# Metal Blades for Sliding Chop Saw



## Edrick (Feb 29, 2012)

Is it safe / do they make metal cutting blades for sliding chopsaws?


----------



## Footer (Feb 29, 2012)

Just to clarify, you want to cut steel with a sliding compound miter saw, correct? 

Yes, you will be able to find a abrasion blade that fits your saw. Arbor sizes are pretty standardized. While your at it, you can also find an abrasion blade for you circ saw too....
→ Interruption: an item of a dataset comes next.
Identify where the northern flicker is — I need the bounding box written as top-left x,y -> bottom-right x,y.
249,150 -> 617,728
However, YOU SHOULD NOT DO THIS. Two things: First, a proper metal chop saw has many safety features to keep you from being hurt. It has a full shielding to protect you from sparks. That shielding will also protect you when (not if) the abrasion blade breaks apart at 4,000 RPM. Metal saws also have a clamp to keep the peice you are cutting from flying across the room. Second, a metal chop saw has one hell of a motor in it. It takes a lot more power to cut steel then it does to cut wood. Remember, a wood chop saw removes material by scooping, an abrasion saw removes material by grinding. One way to thing of it is pretend you are trying to cut through a piece of wood only using sandpaper. 
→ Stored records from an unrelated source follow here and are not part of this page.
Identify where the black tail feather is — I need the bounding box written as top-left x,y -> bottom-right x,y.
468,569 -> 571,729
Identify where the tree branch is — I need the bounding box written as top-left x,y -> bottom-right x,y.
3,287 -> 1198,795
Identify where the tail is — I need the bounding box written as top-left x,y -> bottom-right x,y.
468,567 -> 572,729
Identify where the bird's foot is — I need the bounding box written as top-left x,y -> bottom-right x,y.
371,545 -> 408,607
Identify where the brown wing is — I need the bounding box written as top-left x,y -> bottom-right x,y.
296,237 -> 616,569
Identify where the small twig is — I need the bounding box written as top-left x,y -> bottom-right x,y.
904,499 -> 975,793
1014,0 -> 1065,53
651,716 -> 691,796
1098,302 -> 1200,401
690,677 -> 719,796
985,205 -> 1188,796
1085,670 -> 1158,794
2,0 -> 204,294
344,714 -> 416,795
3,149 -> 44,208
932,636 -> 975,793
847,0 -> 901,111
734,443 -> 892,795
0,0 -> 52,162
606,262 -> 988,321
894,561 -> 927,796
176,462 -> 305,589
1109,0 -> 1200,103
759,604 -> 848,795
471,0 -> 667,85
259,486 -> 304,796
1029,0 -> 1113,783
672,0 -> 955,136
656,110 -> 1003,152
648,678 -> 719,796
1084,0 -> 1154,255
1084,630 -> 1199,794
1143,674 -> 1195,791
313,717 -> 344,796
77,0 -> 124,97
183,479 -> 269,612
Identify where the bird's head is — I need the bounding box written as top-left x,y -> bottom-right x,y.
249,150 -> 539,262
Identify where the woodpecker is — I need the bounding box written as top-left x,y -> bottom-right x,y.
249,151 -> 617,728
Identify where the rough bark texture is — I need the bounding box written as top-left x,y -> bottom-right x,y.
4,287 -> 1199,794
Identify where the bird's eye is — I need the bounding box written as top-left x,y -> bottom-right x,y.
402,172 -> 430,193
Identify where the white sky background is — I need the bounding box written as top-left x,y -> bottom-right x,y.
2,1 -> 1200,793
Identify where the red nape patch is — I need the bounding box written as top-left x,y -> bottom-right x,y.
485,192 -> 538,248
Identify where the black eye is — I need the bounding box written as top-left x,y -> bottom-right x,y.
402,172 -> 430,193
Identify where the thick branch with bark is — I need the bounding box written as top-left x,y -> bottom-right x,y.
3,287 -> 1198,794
If you try this, odds are you will burn up your chop saw... throw a piece of steel across the room and possibly hurt someone, and finally end up with abrasion saw shrapnel stuck in multiple body parts. Not something you really want to deal with. 

Buy one of these and be done with it: 14 in. Cut-Off Saw D28715-D28715 at The Home Depot

Buying one of these would also do the trick... though a big slower but more exact: [URL='http://www.amazon.com/dp/B00004T9QI/ref=asc_df_B00004T9QI1918297?smid=ATVPDKIKX0DER&tag=hyprod-20&linkCode=asn&creative=395093&creativeASIN=B00004T9QI"]Milwaukee 6225 6 Amp / 5 Amp 2 Speed Portable Band Saw: Amazon.com: Home Improvement[/URL]
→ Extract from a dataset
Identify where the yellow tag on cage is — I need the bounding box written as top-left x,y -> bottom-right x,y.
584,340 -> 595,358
Finally, if you want the best metal cutting saw you can buy without buying a cold saw: DW872 14" (355mm) Multi-Cutter Saw | DEWALT Tools

And just a side note, if you are starting to work with steel you can build just about anything with the following: MIG welder, Carbide metal chop saw, angle grinder. The following also make life easier: stationary drill press, bench grinder, porta-band, stationary band saw, and a torch set. Besides a few hand tools, a large work table (6'x24' for starters) that is all I have ever had in any of my metal shops.


----------



## techieman33 (Feb 29, 2012)

I have a few friends that have been happy with the harbor freight chop saws and metal circ saws if price is an issue.


----------



## Traitor800 (Feb 29, 2012)

I agree with the above, don't use a compound miter saw meant for wood to cut steel. However if you are looking to cut aluminium then go pick up a non ferrous metal blade for your saw and have at it. Just be careful, go slow and as always wear safety glasses.


----------



## Jackalope (Feb 29, 2012)

All well said. We use a horizontal vertical band saw which is really great for strips, pipe, tubing etc... less sparks :-( Some even come with a built in adjustable stop block which is ideal when you have to cut 150 2" pieces of something.


----------



## MPowers (Feb 29, 2012)

Kyle nailed it with the suggestion for the De Walt 872. We use that in our production shop and it is great. Cuts clean and precise. No burrs, no sparks, piece is cool to the touch when the cut is made. Blades are expensive but cheaper in the long run than the abrasive blades because they last as long as about 10 abrasive blades and you can resharpen them many times.


----------



## Van (Feb 29, 2012)

I don't get to build with as much metal as I would like. Cutting is always an issue, I hate the abrasion wheel cutters as the tend to develop a cast to them really quickly and if you try to hurry them the blade will warp and move off at an angle. That being said, I did go the super cheapo route and purchased a chop saw from Harbor frieght. The nice thing is that I do enough metal that I can typically burn one out in about a year and a half and there is a HF about half a mile from my house so I can pick one up on my way in rather easily. Unfortunatly the "Penny wise pound foolish" economic policy is often in effect around here. 
I can only reinforce what Kyle said however, Don't use a sliding chop saw for a metal saw, even with an abrasive blade you have to pull the head all the way to you then pull down then push the blade through the material. If some Noob trys to run it like a regular wood blade chances are they are going to lose a finger or half a hand.


----------



## Edrick (Feb 29, 2012)

I'll take a look into the dewalt trying to build up some fabrication supplies and learn more. Looking for some warehouse property to build a small scene shop and sound stage on


----------



## Footer (Feb 29, 2012)

MPowers said:


> Kyle nailed it with the suggestion for the De Walt 872. We use that in our production shop and it is great. Cuts clean and precise. No burrs, no sparks, piece is cool to the touch when the cut is made. Blades are expensive but cheaper in the long run than the abrasive blades because they last as long as about 10 abrasive blades and you can resharpen them many times.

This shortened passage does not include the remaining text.